Friday, September 3, 2010

245 / Las Tres Casas de Neruda





Speaking of poets, Chile's great poet, Pablo Neruda, traveled the world as a diplomat, was actively involved in the politics of his country, and won the Nobel Prize in 1971. He died in September 1973, just days after the coup that overthrew the democratic government of Salvador Allende, who was his friend.

Gabriel Garcia Marquez once said that Neruda was the "greatest poet of the 20th century in any language." I think he is probably right, particularly if we count Antonio Machado as a poet of the 19th Century. I am particularly partial to Neruda's Twenty Poems of Love And A Song Of Despair.

Knowing little of Chile, and with several days to explore the country, an obvious idea was to organize the trip by way of a visit to each one of the three houses of Pablo Neruda. And so it came to pass. Neruda had a house in Santiago, one in Valparaiso, and one in Isla Negra. You can see them in the images. In many ways, all of these houses are the same, though in very different locations, with the house at Isla Negra perhaps the summation of Neruda's residential extravagance. The Isla Negra house is right on the coast, with the most fantastic breaking waves and rocks at its foot. Neruda and his last wife, Matilda Urrutia, are buried there, next to the sea.

The poet was a great collector. I have never seen so many ships in a bottle as I saw in Isla Negra, nor as many beautiful and rare sea shells. Neruda also had an exquisite collection of butterflies, hummingbirds, and moths.
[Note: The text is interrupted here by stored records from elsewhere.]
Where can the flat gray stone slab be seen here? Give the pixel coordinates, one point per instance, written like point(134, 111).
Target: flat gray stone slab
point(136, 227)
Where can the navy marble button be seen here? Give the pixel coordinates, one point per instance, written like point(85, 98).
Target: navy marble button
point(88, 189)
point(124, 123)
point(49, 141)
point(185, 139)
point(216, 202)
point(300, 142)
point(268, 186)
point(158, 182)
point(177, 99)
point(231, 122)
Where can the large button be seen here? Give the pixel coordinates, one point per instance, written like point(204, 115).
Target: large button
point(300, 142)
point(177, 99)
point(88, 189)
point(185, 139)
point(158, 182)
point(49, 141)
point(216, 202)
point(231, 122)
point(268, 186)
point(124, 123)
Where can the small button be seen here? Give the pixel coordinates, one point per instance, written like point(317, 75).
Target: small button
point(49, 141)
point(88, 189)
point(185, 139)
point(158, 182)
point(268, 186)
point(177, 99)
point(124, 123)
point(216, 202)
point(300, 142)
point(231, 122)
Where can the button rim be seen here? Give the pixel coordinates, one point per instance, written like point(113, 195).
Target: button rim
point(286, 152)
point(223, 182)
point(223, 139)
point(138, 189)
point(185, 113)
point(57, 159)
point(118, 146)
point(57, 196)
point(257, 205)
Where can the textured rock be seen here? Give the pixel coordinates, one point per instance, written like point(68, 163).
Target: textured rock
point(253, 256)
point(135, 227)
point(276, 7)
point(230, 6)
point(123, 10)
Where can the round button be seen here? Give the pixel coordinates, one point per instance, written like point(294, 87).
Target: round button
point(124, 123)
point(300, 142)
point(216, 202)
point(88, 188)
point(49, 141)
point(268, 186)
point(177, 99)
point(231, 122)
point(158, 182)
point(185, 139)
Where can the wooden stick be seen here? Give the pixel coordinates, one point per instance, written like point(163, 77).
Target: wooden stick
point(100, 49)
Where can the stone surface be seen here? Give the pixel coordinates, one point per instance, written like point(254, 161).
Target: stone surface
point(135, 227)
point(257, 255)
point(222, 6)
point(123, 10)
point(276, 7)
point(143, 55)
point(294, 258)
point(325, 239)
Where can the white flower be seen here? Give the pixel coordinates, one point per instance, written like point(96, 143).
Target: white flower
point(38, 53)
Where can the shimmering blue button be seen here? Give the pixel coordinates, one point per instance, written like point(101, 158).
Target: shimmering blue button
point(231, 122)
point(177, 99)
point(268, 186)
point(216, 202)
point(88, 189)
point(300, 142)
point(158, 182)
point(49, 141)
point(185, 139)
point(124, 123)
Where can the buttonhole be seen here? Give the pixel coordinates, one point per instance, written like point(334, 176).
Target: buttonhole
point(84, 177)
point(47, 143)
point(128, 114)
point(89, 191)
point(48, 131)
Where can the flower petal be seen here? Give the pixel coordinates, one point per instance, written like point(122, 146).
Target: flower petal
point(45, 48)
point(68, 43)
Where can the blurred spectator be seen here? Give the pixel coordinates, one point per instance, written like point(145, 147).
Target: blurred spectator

Neruda loved the sea, and ships, and the houses are filled with art, poetry, and memorabilia which demonstrate this love.

At Isla Negra there are many examples of the prows of wooden sailing ships which Neruda rescued when the ships were broken up, and a trip through this home-museum shows how this poet-captain drew from each object he possessed (and one thinks each person that he met, each moment that he lived) a significance that celebrated and elevated the meaning and majesty of the life we are so privileged to be able to live.